Currently, planes are fuelled based on assumed weights of 88kg per passenger. Airlines currently load about one per cent more fuel than they need and burn between 0.3 and 0.5 per cent more fuel in carrying the extra load made up of this surplus of fuel.
A proposal by British company Fuel Matrix suggests that passengers be individually weighed at check-in so ground crew can more correctly estimate the fuel required for a flight. These accurate measurements for fuel requirements could reduce costs for the airline and help lower emissions.
“The aircraft dispatcher and captain can then work together to calculate the exact ‘zero-fuel weight’ of the aircraft (the weight of the plane itself plus all cargo and passengers) and load the appropriate amount of fuel,” chief operating officer of Fuel Matrix Nick Brasier told The Independent.
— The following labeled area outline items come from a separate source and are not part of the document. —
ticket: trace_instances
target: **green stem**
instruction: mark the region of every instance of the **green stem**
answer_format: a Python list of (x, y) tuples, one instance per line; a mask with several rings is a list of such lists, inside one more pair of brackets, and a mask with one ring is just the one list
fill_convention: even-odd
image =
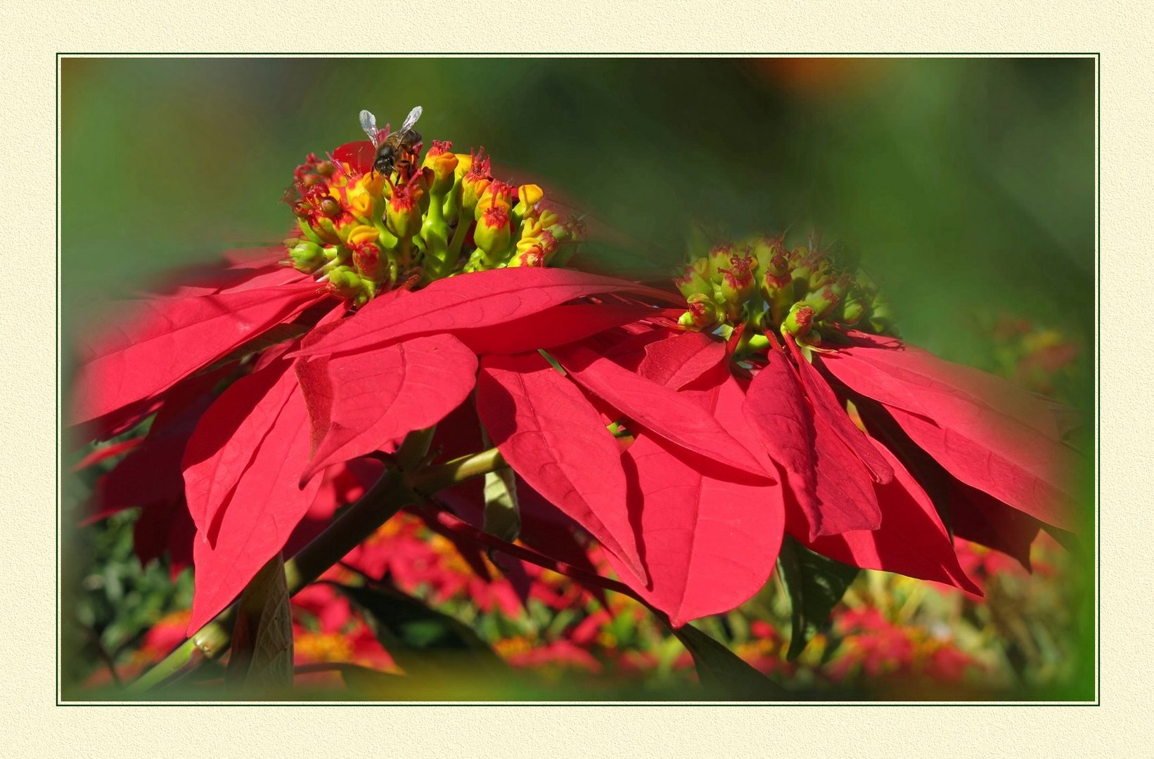
[[(494, 448), (480, 453), (463, 456), (439, 466), (422, 468), (409, 475), (389, 468), (376, 483), (340, 514), (313, 542), (285, 562), (288, 594), (295, 595), (315, 581), (330, 566), (376, 532), (390, 517), (413, 503), (418, 495), (428, 495), (487, 474), (505, 466)], [(126, 692), (140, 694), (170, 681), (173, 676), (200, 663), (203, 659), (219, 659), (232, 642), (235, 604), (230, 606), (165, 656), (152, 669), (133, 682)]]
[(465, 245), (465, 238), (469, 236), (469, 227), (472, 226), (473, 219), (465, 216), (460, 216), (457, 219), (457, 228), (452, 231), (452, 240), (449, 241), (449, 261), (454, 265), (460, 260), (460, 249)]

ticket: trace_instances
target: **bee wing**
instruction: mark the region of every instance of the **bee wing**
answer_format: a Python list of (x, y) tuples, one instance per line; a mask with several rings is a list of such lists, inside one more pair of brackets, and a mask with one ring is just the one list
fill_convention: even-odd
[(421, 106), (417, 106), (415, 108), (413, 108), (412, 111), (410, 111), (409, 115), (405, 117), (405, 123), (403, 123), (400, 126), (400, 133), (404, 134), (404, 133), (409, 131), (410, 129), (412, 129), (413, 125), (417, 123), (417, 120), (421, 118), (421, 113), (422, 112), (424, 111), (422, 111)]
[(373, 146), (376, 148), (376, 117), (373, 115), (372, 111), (361, 111), (361, 129), (365, 130)]

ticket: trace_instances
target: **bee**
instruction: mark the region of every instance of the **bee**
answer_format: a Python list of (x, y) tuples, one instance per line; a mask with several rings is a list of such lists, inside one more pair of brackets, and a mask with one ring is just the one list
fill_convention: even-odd
[(385, 176), (390, 176), (394, 168), (400, 170), (402, 174), (409, 172), (412, 163), (417, 160), (417, 145), (421, 142), (421, 135), (413, 129), (413, 125), (420, 118), (421, 106), (417, 106), (409, 112), (400, 129), (390, 131), (387, 137), (381, 138), (381, 134), (376, 129), (376, 117), (369, 111), (361, 111), (361, 129), (376, 148), (373, 171)]

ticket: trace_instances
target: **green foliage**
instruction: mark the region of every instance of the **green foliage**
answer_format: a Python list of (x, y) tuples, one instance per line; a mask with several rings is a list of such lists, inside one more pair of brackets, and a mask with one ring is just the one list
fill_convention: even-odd
[(789, 659), (830, 623), (830, 614), (845, 595), (857, 569), (815, 554), (786, 535), (778, 555), (778, 572), (792, 603)]

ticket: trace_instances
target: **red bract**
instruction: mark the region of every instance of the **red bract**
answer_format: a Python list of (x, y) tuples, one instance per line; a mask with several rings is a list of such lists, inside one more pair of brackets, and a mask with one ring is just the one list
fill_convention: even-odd
[(1037, 397), (898, 340), (852, 333), (822, 366), (879, 401), (913, 442), (959, 481), (1049, 525), (1073, 527), (1078, 461)]
[(564, 269), (500, 269), (441, 279), (420, 298), (379, 299), (304, 355), (331, 355), (388, 345), (402, 338), (504, 324), (576, 298), (634, 293), (673, 300), (668, 293), (622, 279)]
[[(728, 380), (696, 400), (734, 420), (728, 412), (740, 408), (740, 394)], [(625, 451), (625, 460), (630, 510), (639, 521), (642, 556), (652, 578), (644, 587), (627, 580), (646, 601), (680, 626), (728, 611), (760, 589), (785, 527), (779, 486), (764, 476), (735, 478), (715, 465), (688, 465), (644, 434)]]
[(72, 423), (168, 390), (323, 298), (312, 281), (231, 294), (145, 301), (140, 313), (80, 351)]
[(535, 353), (486, 358), (477, 408), (509, 465), (644, 580), (621, 451), (580, 390)]

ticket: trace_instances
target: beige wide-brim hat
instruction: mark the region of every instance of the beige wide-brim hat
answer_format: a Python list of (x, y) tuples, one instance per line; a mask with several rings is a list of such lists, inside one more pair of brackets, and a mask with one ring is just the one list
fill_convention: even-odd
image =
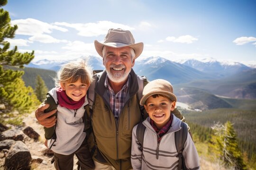
[(154, 94), (162, 94), (169, 98), (172, 101), (177, 102), (177, 97), (174, 94), (172, 84), (168, 81), (163, 79), (156, 79), (146, 85), (142, 92), (142, 98), (139, 104), (146, 104), (146, 100)]
[(97, 52), (102, 57), (103, 57), (102, 50), (104, 46), (114, 48), (130, 47), (134, 50), (134, 59), (139, 56), (143, 50), (143, 42), (135, 43), (135, 40), (131, 32), (120, 28), (110, 29), (105, 37), (104, 42), (101, 43), (95, 40), (94, 45)]

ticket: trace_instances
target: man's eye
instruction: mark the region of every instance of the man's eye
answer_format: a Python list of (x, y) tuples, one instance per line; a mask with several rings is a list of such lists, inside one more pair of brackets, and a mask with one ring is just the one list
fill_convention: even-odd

“We’re not suggesting people should stand on the scales, but airports could fit ‘pressure pads’ in the bag-drop area in front of each screen.
“After the bag has been checked in, the system can ask, ‘Are you standing on the pressure pad?’
“If the passenger taps ‘Yes’, then the weight can be recorded and passed confidentially to the airline,” said Mr Brasier.
Passengers who like to choose their own seats at check-in may not want to read on, as Fuel Matrix suggests that further savings could be made by airlines allocating passengers in the optimum seats to ensure an aircraft’s proper balance.
According to Travel Weekly, Fuel Matrix is talking with several international long-haul airlines about deploying this system.